KEBIJAKAN PENDIDIKAN ISLAM DI MADRASAH MASA ORDE LAMA DAN ORDE BARU
BAB I
PENDAHULUAN
A. LATAR BELAKANG
Sejarah
perkembangan pendidikan Islam di Indonesia dapat ditelusuri ke belakang
beberapa abad lalu ketika Islam diperkenalkan oleh pedagang-pedagang
Muslim dari Gujarat pada abad ke-13 (Depag RI,
2005:iii). Sejak saat itu pengajaran Al Qur’an dan pesantren didirikan
di berbagai penjuru tanah air sebagai tempat penyebaran agama Islam.

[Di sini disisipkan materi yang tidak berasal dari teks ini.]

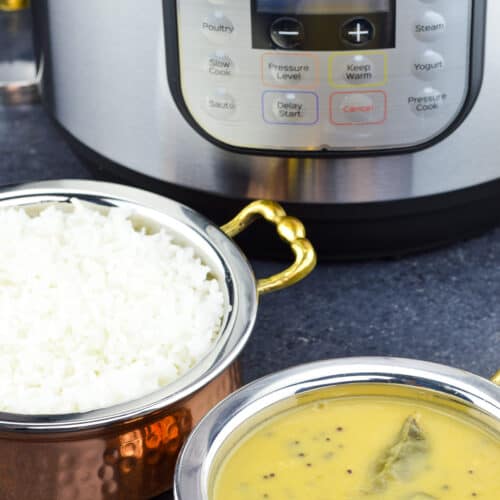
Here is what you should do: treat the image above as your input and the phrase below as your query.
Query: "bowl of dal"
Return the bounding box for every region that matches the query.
[0,179,316,499]
[175,357,500,500]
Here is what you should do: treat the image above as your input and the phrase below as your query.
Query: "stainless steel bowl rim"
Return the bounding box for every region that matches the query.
[174,356,500,500]
[0,179,259,432]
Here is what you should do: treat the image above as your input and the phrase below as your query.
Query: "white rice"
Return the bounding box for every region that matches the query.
[0,200,224,415]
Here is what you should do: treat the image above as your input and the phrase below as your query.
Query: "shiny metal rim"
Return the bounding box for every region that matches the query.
[0,179,258,432]
[174,356,500,500]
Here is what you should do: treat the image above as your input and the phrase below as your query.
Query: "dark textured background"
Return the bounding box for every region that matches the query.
[1,9,499,500]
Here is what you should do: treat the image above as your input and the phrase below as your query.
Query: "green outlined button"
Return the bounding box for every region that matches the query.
[329,52,387,88]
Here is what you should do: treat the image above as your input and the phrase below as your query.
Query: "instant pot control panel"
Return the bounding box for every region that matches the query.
[165,0,484,155]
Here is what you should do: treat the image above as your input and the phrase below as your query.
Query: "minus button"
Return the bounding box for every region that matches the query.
[270,17,305,49]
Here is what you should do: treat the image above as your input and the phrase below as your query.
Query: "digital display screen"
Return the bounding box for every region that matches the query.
[252,0,396,51]
[256,0,392,15]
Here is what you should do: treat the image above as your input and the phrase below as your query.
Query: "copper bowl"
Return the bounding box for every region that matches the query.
[0,180,316,500]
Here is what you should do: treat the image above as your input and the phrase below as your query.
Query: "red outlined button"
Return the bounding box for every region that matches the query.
[330,90,387,125]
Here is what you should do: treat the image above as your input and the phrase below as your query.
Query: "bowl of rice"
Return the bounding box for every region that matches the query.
[0,179,316,500]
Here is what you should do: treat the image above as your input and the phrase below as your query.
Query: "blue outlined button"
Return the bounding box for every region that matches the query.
[262,91,319,126]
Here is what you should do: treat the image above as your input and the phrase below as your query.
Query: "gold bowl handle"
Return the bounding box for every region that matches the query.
[221,200,317,295]
[492,371,500,386]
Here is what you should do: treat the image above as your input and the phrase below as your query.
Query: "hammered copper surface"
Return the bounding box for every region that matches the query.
[0,363,240,500]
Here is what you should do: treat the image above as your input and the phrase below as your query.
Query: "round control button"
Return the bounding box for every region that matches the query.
[331,91,386,125]
[342,54,376,85]
[202,12,234,44]
[339,93,375,122]
[206,52,234,79]
[413,49,444,81]
[266,56,315,86]
[341,18,375,46]
[206,89,236,119]
[272,93,306,122]
[270,17,305,49]
[409,87,448,117]
[414,11,446,41]
[263,91,318,125]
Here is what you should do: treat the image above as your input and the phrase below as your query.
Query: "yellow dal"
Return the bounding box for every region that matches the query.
[212,396,500,500]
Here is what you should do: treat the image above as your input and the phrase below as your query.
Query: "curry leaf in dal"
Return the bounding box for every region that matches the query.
[370,414,429,492]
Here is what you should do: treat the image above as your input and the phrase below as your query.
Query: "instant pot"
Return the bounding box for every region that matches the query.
[24,0,500,256]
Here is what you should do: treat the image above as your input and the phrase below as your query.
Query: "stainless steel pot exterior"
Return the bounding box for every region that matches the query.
[0,180,315,499]
[31,0,500,204]
[174,357,500,500]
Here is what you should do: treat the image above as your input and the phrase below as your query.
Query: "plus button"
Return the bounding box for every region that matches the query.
[349,23,370,43]
[342,18,375,45]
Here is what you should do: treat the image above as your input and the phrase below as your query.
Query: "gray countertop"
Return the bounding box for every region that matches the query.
[1,92,500,500]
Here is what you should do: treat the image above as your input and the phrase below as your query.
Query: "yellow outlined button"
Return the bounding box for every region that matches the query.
[329,51,387,88]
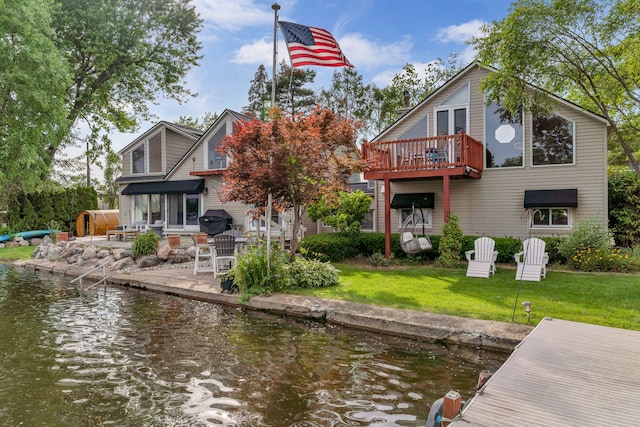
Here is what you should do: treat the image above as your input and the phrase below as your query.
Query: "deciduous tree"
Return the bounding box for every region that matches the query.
[219,108,364,257]
[0,0,70,201]
[472,0,640,175]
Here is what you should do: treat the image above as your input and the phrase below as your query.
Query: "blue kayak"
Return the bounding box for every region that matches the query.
[0,230,56,243]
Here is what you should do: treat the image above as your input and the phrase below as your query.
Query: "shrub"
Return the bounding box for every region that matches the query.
[300,233,360,262]
[571,247,636,272]
[368,251,396,267]
[558,218,612,270]
[232,244,289,298]
[437,214,463,268]
[132,232,160,257]
[609,172,640,247]
[284,257,339,288]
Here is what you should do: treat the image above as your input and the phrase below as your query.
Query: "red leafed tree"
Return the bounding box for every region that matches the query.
[219,107,365,256]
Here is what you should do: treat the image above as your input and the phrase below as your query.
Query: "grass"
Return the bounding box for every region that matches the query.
[0,245,35,261]
[291,261,640,331]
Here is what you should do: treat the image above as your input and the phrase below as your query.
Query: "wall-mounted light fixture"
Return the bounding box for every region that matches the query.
[522,301,532,322]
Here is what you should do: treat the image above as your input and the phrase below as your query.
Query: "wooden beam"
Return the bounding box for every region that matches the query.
[443,175,450,221]
[384,178,391,258]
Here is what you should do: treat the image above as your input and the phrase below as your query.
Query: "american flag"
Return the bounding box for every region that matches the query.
[279,21,353,68]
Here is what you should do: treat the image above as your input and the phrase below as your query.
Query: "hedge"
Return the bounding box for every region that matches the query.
[301,232,566,264]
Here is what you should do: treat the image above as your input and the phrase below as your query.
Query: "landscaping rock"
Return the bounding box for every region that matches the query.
[96,249,111,259]
[166,254,191,265]
[67,253,81,264]
[80,245,98,260]
[137,255,159,269]
[5,242,19,248]
[108,257,135,271]
[185,246,197,258]
[30,238,44,246]
[156,244,173,261]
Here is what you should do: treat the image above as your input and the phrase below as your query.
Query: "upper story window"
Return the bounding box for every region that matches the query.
[435,83,468,136]
[398,114,429,140]
[207,125,227,170]
[532,113,575,166]
[485,102,524,168]
[132,131,163,174]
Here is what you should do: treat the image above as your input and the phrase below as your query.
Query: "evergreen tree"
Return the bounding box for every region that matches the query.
[245,64,270,120]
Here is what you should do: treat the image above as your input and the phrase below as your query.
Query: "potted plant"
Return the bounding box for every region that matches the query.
[193,232,208,244]
[167,234,181,248]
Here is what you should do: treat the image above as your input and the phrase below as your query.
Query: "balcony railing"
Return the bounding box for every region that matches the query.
[362,132,484,177]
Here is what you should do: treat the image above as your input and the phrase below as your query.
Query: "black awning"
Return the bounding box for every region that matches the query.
[524,189,578,208]
[121,179,204,195]
[390,193,435,209]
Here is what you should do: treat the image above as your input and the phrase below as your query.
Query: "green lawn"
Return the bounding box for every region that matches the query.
[0,245,35,261]
[292,262,640,331]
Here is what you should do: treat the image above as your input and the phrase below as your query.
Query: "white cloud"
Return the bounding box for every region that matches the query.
[436,19,486,44]
[339,33,412,69]
[192,0,273,31]
[232,37,290,65]
[371,59,442,87]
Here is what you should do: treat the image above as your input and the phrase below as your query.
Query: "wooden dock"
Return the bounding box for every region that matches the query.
[449,317,640,426]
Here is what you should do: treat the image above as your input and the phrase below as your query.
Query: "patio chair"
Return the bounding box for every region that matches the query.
[514,237,549,281]
[212,234,237,278]
[465,237,498,278]
[131,220,148,232]
[192,233,215,275]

Dengan latar belakang tersebut, eksistensi Lembaga Pendidikan Islam di
Indonesia sangat penting bagi system pendidikan nasional
Dalam
Sistem Pendidikan Nasional yang tertera pada Undang-undang Republik
Indonesia Nomor 20 tahun 2003 tercantum bahwa tujuan pendidikan Nasional
adalah meningkatkan keimanan dan ketaqwaan terhadap Tuhan Yang Maha
Esa. Salah satu upaya untuk memperkuat keimanan dan ketakwaan adalah
melalui pendidikan Agama Islam.
Peran
strategis lembaga pendidikan Islam sejak awal kemerdekaan telah menjadi
perhatian. Berbagai usaha dilakukan pemerintah melalui Kementerian
Agama untuk meningkatkan kualitas pendidikan Islam. Di bawah pengawasan
Direktorat Jenderal Kelembagaan Agama Islam, pengembangan lembaga
pendidikan Islam diarahkan pada kontribusi lembaga tersebut terhadap
pembangunan nasional, salah satunya dengan mengintegrasikan pendidikan
agama dalam pendidikan umum kedalam satu system pendidikan nasional.
Madrasah
sebagai salah satu lembaga pendidikan Islam memiliki peran besar pula
dalam perubahan social. Misi pendidikan pada Madrasah yang mengacu pada
norma keislaman dan ketentuan nilai harus mampu menjadi sebuah
rekonstruksi social yang mengacu pada kaidah al muhafadzah alal qadim as shahih, wal akhdu bil jaded al ashlah.
B. TOPIK PERMASALAHAN
Dalam makalah ini akan dibahas beberapa permasalahan diantaranya:
1. Bagaimanakah pendidikan Islam madarasah pada masa orde lama?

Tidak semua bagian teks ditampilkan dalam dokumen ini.